Access to the Study and Data Sources

  • Commenters share direct links to the JAMA paper and to a ResearchGate copy, noting the article does not list the specific 28 physicians analyzed.
  • The U.S. Open Payments database is highlighted as a key tool for checking financial ties between physicians and industry.
  • Example searches show some prominent media doctors receiving six‑figure consulting payments, while others have only small “food and beverage” entries.

Magnitude and Nature of Payments

  • Related coverage cites $12.1B in payments to U.S. doctors over 2013–2022.
  • Some argue the average (~$12k/doctor/year) sounds modest; others say that much is effectively “a month’s salary,” and thus a powerful incentive.
  • Clarification that free drug samples are not included; reported items range from brief paid consulting to high‑paid speaking and advisory roles.
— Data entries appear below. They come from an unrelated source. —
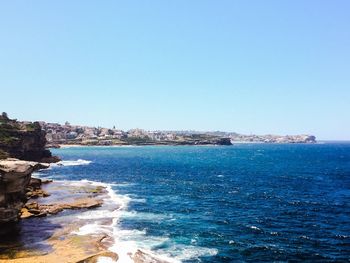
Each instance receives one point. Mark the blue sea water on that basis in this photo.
(246, 202)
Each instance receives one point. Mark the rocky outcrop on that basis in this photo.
(23, 140)
(15, 176)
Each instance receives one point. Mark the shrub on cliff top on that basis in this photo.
(3, 154)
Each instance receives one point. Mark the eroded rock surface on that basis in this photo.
(15, 176)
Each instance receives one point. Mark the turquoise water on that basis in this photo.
(246, 202)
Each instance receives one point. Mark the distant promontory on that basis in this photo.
(83, 135)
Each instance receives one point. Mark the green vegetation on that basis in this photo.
(33, 126)
(3, 154)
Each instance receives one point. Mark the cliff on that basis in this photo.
(15, 176)
(83, 135)
(23, 140)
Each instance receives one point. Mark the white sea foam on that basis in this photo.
(72, 163)
(128, 241)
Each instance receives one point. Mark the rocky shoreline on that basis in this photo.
(50, 221)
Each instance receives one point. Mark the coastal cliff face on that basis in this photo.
(23, 140)
(15, 176)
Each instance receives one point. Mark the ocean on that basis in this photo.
(246, 202)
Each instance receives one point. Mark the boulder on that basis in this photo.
(15, 177)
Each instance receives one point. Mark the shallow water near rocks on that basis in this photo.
(244, 202)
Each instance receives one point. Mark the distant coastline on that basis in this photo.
(67, 134)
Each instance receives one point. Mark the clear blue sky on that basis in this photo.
(261, 67)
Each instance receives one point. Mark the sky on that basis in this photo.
(261, 67)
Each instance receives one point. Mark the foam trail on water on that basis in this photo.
(72, 163)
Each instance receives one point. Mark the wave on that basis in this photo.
(128, 241)
(72, 163)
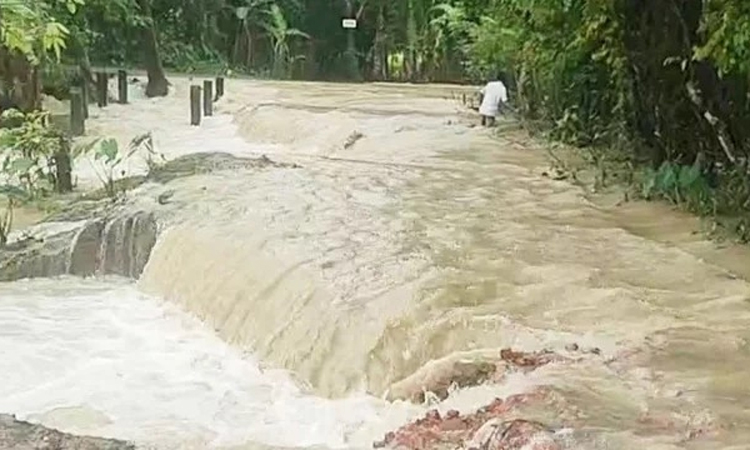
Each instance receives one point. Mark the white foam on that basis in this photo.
(102, 359)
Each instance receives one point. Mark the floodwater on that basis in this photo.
(280, 304)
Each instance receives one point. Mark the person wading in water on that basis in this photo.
(491, 97)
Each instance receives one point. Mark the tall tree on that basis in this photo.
(158, 85)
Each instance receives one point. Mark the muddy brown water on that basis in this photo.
(405, 235)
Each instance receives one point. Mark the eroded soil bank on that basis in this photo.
(399, 250)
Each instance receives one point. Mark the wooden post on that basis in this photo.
(208, 98)
(102, 85)
(85, 96)
(63, 167)
(219, 87)
(195, 105)
(77, 119)
(122, 86)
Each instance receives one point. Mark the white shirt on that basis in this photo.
(494, 93)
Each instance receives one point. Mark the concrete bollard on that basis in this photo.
(77, 119)
(219, 87)
(195, 105)
(208, 98)
(102, 85)
(63, 167)
(122, 86)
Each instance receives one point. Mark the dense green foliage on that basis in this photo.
(664, 82)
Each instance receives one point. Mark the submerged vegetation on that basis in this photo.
(661, 87)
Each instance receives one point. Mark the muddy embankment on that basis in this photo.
(416, 258)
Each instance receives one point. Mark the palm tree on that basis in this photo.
(280, 34)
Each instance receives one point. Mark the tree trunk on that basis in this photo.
(158, 86)
(379, 54)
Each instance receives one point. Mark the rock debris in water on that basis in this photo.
(19, 435)
(485, 429)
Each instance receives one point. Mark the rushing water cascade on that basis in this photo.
(402, 237)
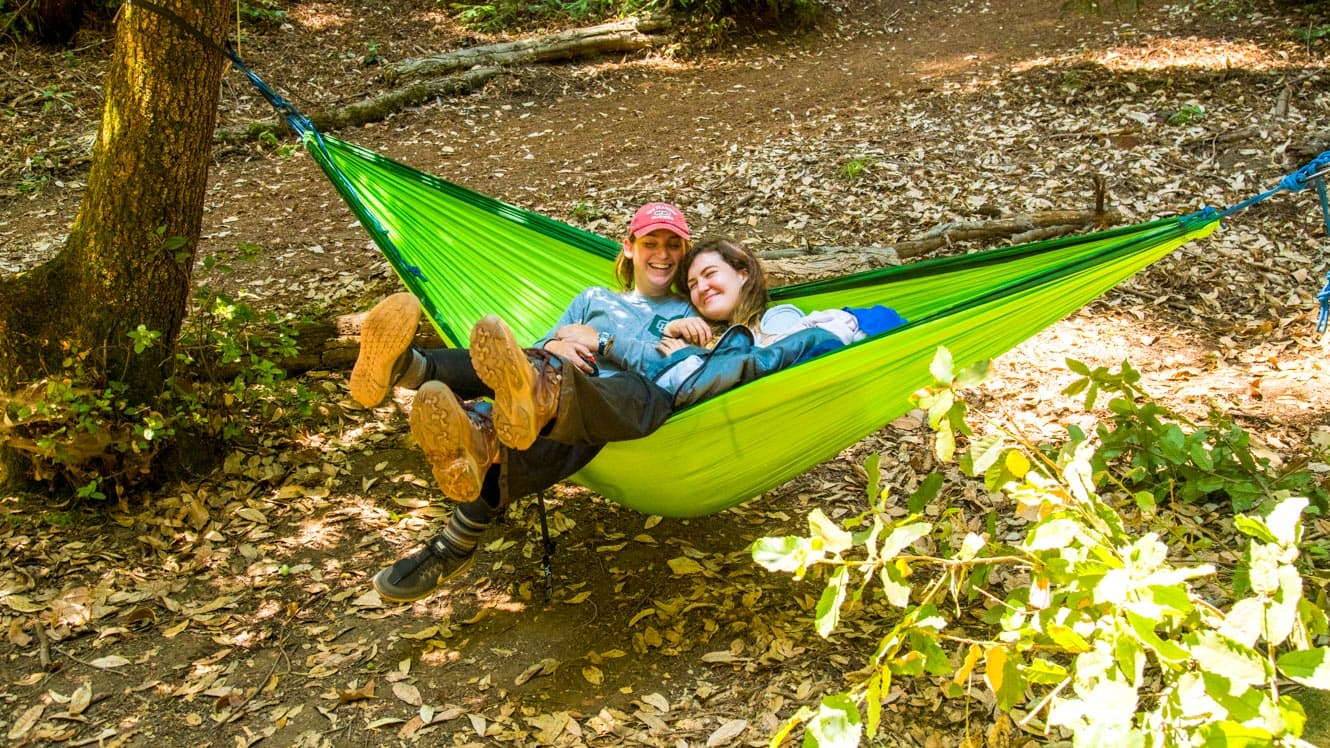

Transparency, Disclosure, and Regulation

  • Debate over whether U.S. rules adequately mirror social‑media advertising standards requiring clear, in‑context sponsorship disclosure.
  • Some see Open Payments as sufficient transparency; others call it a “pretend solution” because most patients don’t know it exists or won’t check it.
  • There is disagreement about what is currently illegal: some assert doctors must disclose conflicts and that prescribing under undisclosed influence is unlawful; others say enforcement is weak or unclear.
  • Comparisons are made to stricter advertising rules in other countries (e.g., no direct‑to‑consumer Rx ads).

Ethical Concerns and Patient Trust

  • Many argue that being paid to endorse drugs is inherently in tension with a physician’s duty of loyalty to patients, especially given information asymmetry and patient vulnerability.
  • Some call for revoking licenses for undisclosed endorsements and criminal penalties for company “bribery.”
  • Others accept paid roles if conflicts are clearly disclosed, both publicly and to individual patients.

Influence on Prescribing and Public Messaging

  • Cited evidence and discussion agree that marketing does influence physician behavior, even when framed as “education” about new approvals.
  • Direct‑to‑consumer ads are criticized for prompting patients to demand specific drugs, which some fear doctors may prescribe rather than re‑fight lifestyle battles.
  • A personal anecdote describes a doctor’s office saturated with a single drug’s branding and strong pressure to stay on that drug despite serious side effects, interpreted as evidence of distorted incentives.

Broader Skepticism and Health Culture

  • Several comments express broad distrust of the pharmaceutical–medical complex, calling the system “corrupt” and focused on wealth extraction.
  • Others distinguish between skepticism of companies and trust in specific treatments (e.g., vaccines), noting that corruption in promotion does not automatically mean a drug is ineffective.
  • A side discussion explores how culture, urban design, and diet interact with heavy reliance on pharmacologic solutions, especially around obesity, with disagreement over whether lifestyle or drugs should be emphasized.